Sequels to beloved classics have a lot to live up to, so storytellers have to up the ante every time out, and that’s a hell of a high mountain to climb. For every “Godfather II” or “Avengers: Endgame,” there’s a “Jurassic Park: Yep, Dinos Still Eat People” or “Pirates of the Caribbean: Look, Just Give Us Your Money.”
Sunday’s game between the Houston Texans and Baltimore Ravens brings us the sequel to one of the great man-to-man battles in recent college football history: the October 2016 showdown between the Clemson Tigers of Deshaun Watson and the Louisville Cardinals of Lamar Jackson. That particular game went Watson’s way, while the season went Jackson’s; he ended up winning the Heisman later that year. (Watson got the nice consolation prize of a national championship.)
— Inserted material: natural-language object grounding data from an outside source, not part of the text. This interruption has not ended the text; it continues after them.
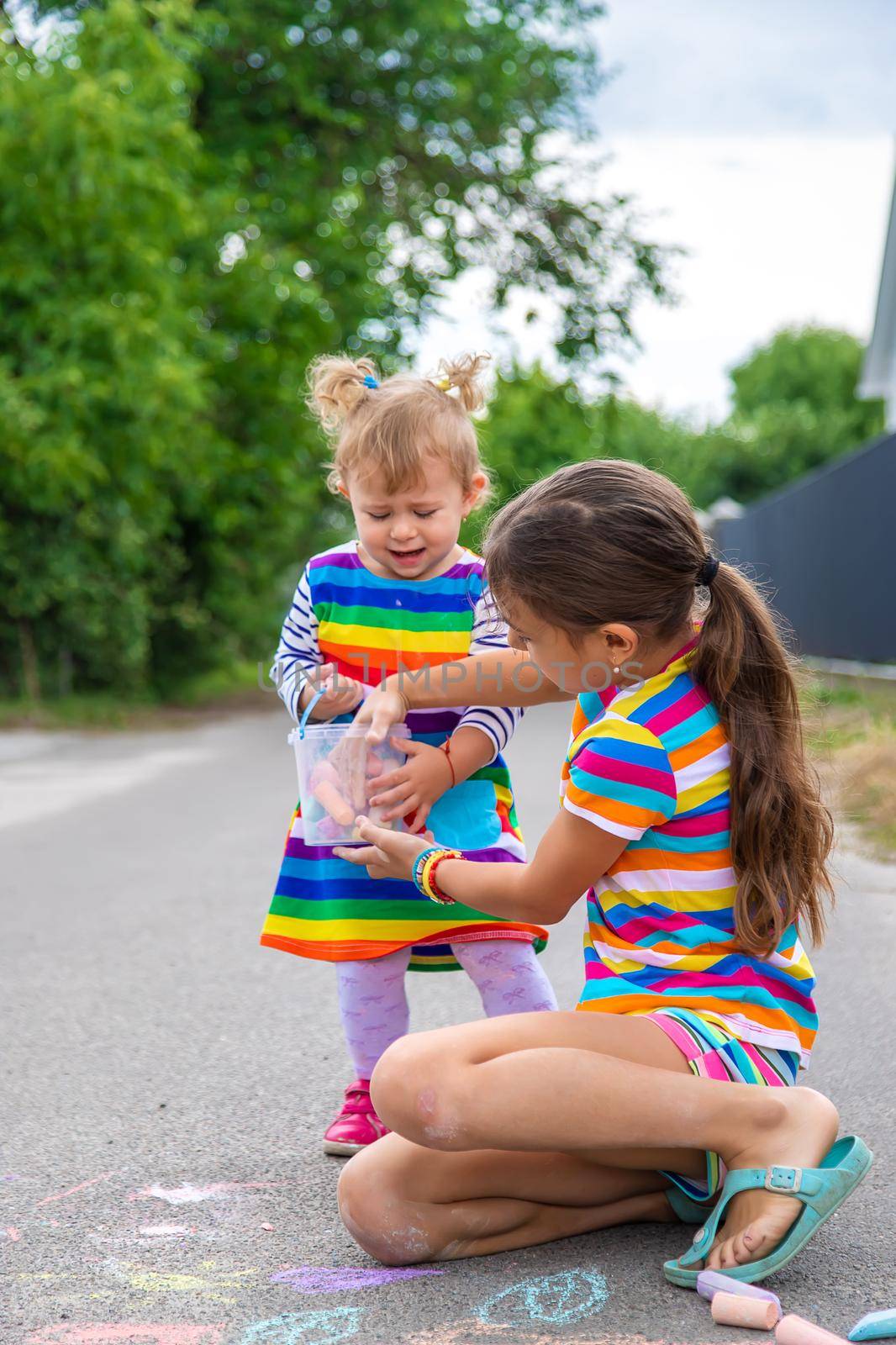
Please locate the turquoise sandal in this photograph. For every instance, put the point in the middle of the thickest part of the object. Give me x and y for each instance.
(821, 1190)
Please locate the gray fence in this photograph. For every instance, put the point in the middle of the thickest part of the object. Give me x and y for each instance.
(826, 548)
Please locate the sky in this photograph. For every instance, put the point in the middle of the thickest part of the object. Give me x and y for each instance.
(759, 136)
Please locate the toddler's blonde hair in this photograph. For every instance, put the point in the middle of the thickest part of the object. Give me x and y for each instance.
(394, 427)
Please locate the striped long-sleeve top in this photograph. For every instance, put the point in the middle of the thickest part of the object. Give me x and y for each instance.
(369, 627)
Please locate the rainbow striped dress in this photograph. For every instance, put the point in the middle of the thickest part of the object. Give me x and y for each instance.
(367, 625)
(650, 763)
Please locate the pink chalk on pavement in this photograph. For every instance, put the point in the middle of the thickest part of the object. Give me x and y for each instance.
(127, 1333)
(710, 1282)
(736, 1311)
(345, 1279)
(797, 1331)
(71, 1190)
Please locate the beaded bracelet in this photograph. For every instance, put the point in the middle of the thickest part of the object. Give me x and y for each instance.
(419, 862)
(428, 878)
(424, 869)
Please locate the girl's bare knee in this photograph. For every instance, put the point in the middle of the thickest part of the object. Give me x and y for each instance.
(417, 1093)
(376, 1215)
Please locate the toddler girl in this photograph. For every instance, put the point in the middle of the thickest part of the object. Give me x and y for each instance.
(403, 595)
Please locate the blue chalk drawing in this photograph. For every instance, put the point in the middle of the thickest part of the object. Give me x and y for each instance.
(324, 1328)
(559, 1300)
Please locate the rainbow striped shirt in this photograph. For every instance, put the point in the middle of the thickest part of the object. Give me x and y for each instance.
(323, 907)
(650, 763)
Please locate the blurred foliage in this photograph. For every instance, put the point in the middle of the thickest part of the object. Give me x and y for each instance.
(194, 201)
(794, 408)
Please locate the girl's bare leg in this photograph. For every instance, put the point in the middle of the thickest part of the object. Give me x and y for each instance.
(403, 1203)
(613, 1091)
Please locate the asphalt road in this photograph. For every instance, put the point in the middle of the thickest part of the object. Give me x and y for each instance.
(167, 1080)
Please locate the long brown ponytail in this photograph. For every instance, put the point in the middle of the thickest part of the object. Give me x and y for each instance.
(781, 831)
(611, 541)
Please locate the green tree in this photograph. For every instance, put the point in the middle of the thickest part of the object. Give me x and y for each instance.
(104, 401)
(230, 188)
(794, 408)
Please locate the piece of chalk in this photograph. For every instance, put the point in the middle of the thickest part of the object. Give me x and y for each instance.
(710, 1282)
(333, 802)
(875, 1327)
(736, 1311)
(797, 1331)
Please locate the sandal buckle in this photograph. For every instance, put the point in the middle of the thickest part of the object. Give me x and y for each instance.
(786, 1181)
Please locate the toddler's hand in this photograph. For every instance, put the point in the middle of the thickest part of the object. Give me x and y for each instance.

The score — Clemson 42, Louisville 36 — doesn’t even begin to tell the story of this classic. The box score starts to hint at it, though. Louisville was No. 3 coming into the game, Clemson No. 5. (Yes, two ACC teams in the top 5. Seems like forever ago, doesn’t it?) The teams got the primetime marquee slot on Oct. 1, and delivered in every way.
Clemson-Louisville by the numbers
At the time, Watson was the grizzled vet and Jackson the heralded freshman. Louisville was riding high, but hadn’t yet faced a squad the caliber of the Tigers. Clemson posted an 18-point halftime lead, but Louisville fought its way back, taking the lead late. But Watson shook off his second-half woes to find Jordan Leggett on a 31-yard touchdown pass with 3:14 remaining on the clock. That put Clemson ahead once again.
As the game wound down, Louisville ended up with the ball on their own 25, down six points with barely three minutes remaining. A near-NFL-caliber Clemson defense stood between them and the end zone, and the defense ultimately held strong. Louisville fell just three yards short of a touchdown, one yard short of a first down, when a fourth-and-12 desperation pass ended with Louisville’s James Quick getting pushed out of bounds with 33 seconds left on the clock just before he could reach the first-down line.
The overall game stats remain astounding. Watson aired it out, throwing for 306 yards and five touchdowns (plus three interceptions) on 31 attempts. He also rushed 14 times for 91 yards. Jackson, for his part, ended the day with 295 yards passing and another 162 yards rushing, accounting for three touchdowns himself. He threw the ball 44 times and carried it another 31; it’s tough to conceive of any game plan that would have put the ball in his hands any more than that.
What came afterward: ever-greater success
Both would get drafted soon after that, long after players they’ve since exceeded. The Bears would like a do-over on the Trubisky-over-Watson pick in 2017, and virtually every team passed over Jackson; he went last in the first round of the 2018 draft.
Flash forward to today. Along with Seattle’s Russell Wilson, Watson and Jackson rank among the top three in the NFL MVP race at the halfway point. Houston and Baltimore could well be playing for a first-round bye in the playoffs. There’s more on the line than just a head-to-head matchup, but that’ll still be a draw.
For Sunday’s rematch, it’ll be Watson on the road, as the Texans will travel to Maryland. Per BetMGM, the Ravens are 4.5-point favorites. Both quarterbacks have outplayed their defenses — Baltimore and Houston both rank in the middle of the pack in yards and points allowed — and so both can probably count on running up some huge numbers.
It’s far too early to call Watson-Jackson the Brady-Manning of the 2020s, but it’s not outlandish to think we could do that one day. Settle in for Sunday, friends, this is going to be a good one.